Après la “vague verte” de 2020, le parti des Écologistes redoute le scrutin de mars 2026, qui se tiendra dans un contexte moins favorable. Entre la montée de l’extrême droite et les divisions de la gauche, les maires sortants devront confirmer leur ancrage. Et prouver la capacité du parti à gouverner, à un an de la présidentielle.
Sur ce point, assure l’eurodéputé David Cormand, ancien secrétaire national du parti, les mairies écologistes peuvent faire valoir leurs “mesures de justice sociale et écologique, avec “l’ordonnance verte”, un panier de produits bio et de qualité gratuits pour les femmes enceintes à Strasbourg ; ou l’accessibilité moins chère des transports à Lyon et dans sa métropole”.
“Nous avons gagné la quasi-totalité de ces villes, à part Grenoble et Poitiers, contre des macronistes ou contre la droite.

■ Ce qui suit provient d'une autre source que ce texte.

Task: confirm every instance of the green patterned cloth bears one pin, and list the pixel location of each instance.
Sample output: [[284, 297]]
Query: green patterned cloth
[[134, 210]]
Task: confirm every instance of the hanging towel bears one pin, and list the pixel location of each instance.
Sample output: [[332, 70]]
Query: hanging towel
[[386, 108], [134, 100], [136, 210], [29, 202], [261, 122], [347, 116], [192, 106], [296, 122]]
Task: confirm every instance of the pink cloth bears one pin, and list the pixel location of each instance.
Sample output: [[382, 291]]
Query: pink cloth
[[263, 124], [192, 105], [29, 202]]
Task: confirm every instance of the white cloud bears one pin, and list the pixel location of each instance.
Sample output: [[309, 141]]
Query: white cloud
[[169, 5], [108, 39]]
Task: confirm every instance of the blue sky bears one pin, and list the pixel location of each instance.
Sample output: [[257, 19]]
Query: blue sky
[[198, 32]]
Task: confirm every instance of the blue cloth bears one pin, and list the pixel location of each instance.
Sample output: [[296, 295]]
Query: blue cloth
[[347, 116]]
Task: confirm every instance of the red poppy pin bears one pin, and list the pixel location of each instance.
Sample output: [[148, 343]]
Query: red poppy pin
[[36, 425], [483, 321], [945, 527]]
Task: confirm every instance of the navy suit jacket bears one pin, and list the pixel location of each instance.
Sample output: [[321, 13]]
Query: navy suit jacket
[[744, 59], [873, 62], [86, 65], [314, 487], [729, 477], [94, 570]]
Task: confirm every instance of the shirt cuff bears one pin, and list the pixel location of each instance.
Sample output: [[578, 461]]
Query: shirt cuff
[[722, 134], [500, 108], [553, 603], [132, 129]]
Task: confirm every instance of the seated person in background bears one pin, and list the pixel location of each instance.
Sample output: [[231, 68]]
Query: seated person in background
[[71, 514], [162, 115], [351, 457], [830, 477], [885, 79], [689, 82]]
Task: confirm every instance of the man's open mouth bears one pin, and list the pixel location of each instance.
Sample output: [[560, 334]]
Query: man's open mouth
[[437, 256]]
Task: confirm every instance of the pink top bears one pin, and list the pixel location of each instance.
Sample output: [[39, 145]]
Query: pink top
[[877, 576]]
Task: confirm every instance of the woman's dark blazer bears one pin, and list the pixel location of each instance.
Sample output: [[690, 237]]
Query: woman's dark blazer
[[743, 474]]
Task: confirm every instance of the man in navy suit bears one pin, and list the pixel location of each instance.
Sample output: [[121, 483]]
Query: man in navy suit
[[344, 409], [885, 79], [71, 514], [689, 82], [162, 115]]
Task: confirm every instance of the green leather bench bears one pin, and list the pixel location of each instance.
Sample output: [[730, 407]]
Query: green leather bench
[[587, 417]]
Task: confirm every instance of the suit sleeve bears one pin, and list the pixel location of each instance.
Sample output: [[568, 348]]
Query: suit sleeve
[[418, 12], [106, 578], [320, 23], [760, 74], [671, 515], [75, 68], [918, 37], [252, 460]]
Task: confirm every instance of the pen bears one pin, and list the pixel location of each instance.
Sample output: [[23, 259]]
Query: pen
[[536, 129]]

La sociologie électorale de ces villes fait qu’elles sont plus dures à gagner et à conserver pour la gauche, que la tête de liste soit verte ou pas”, rappelle David Cormand.
“Notre stratégie partout, c’est de construire dès le premier tour une coalition qui soit a minima la même que la majorité sortante, explique David Cormand. C’est ce qu’on va faire dans 100% des villes où le sortant est socialiste et on souhaite la réciproque. Il y a une menace globale de la droite et de l’extrême droite qui convergent donc ne nous trompons pas d’adversaires, construisons les propositions politiques les plus claires, les plus puissantes possibles pour répondre à l’attente des électrices et des électeurs de gauche qui sont favorables à des unions les plus larges possibles.”